Exome analysis in 65,653 European samples identifies novel low-frequency and common variants for type 2 diabetes. C. Fuchsberger1, A. Mahajan2, J. Flannick3, D. Pasko4, N. Grarup5, N. Robertson2, X. Sim1, N. Burtt3, A. Morris2 on behalf of the GoT2D Consortium 1) Ctr Statistical Genetics, Univ Michigan, Ann Arbor, MI, USA; 2) Wellcome Trust Centre for Human Genetics, University of Oxford, Oxford, UK; 3) Broad Institute of MIT and Harvard, Cambridge, MA, USA; 4) University of Exeter, Exeter, UK; 5) University of Copenhagen, Copenhagen, Denmark.

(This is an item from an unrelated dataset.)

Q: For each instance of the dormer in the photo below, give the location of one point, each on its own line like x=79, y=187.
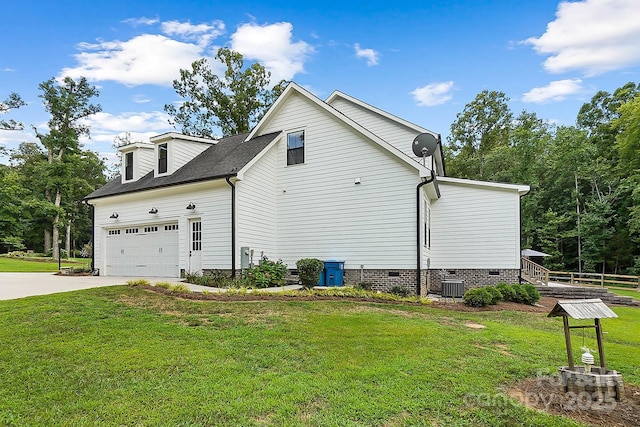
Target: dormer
x=173, y=150
x=136, y=161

   Genome-wide association studies have led to impressive advances in the identification of common genetic variants associated with type 2 diabetes (T2D). The next challenge is to explore the role of low-frequency (LF; 1-5% MAF) and rare (<1% MAF) coding variants in T2D. Custom genotyping arrays, such as the Illumina HumanExome Beadchip, provide a cost-effective alternative to sequencing and based on our comparison with ~5,000 European individuals with deep (>70x) sequenced exomes capture 83.7% of the genetic variation with MAF >0.5%. To discover novel T2D loci and examine whether LF and rare coding alleles could explain established common variant GWAS association signals, we studied 23,483 T2D cases and 42,080 controls of European ancestry from 7 studies. We tested single variants for association with T2D using a linear mixed model (EMMAX) that accounts also for sample structure. In a fixed-effects meta-analysis of up to 175,403 high-quality autosomal variants, we identified one LF non-synonymous variant approaching study-wide significance (P<2.8x10-7) in a gene not mapping to an established T2D locus: FAM63A (missense Y285N; odds ratio (OR) 1.37 95% CI [1.22-1.53]; P=3.4x10-7, 1.6% MAF). The T2D risk allele of this variant was associated with increased fasting plasma glucose in 33,553 non-diabetic individuals (P=0.009). Three common variants in previously unreported T2D loci achieved study-wide significance: PAM (missense D563G; OR 1.17 [1.10-1.25]; P=1.1x10-7; 5.6% MAF), GPSM1 (missense S391L; OR 1.09 [1.06-1.12]; P=2.6x10-8; 25% MAF), and BAG6 (intronic; OR 1.09 [1.05-1.13]; P=2.9x10-8; 36% MAF). ). The T2D risk alleles of two of these SNPs were also associated with reduced insulinogenic index. Gene-level tests (SKAT-o) of rare non-synonymous variants did not reveal any study-wide significant genes supported by multiple studies. These results highlight that LF variants with moderate effects are also contribute to T2D risk, but that LF coding variants of large effect (OR>1.5) are unlikely to be frequently associated with T2D.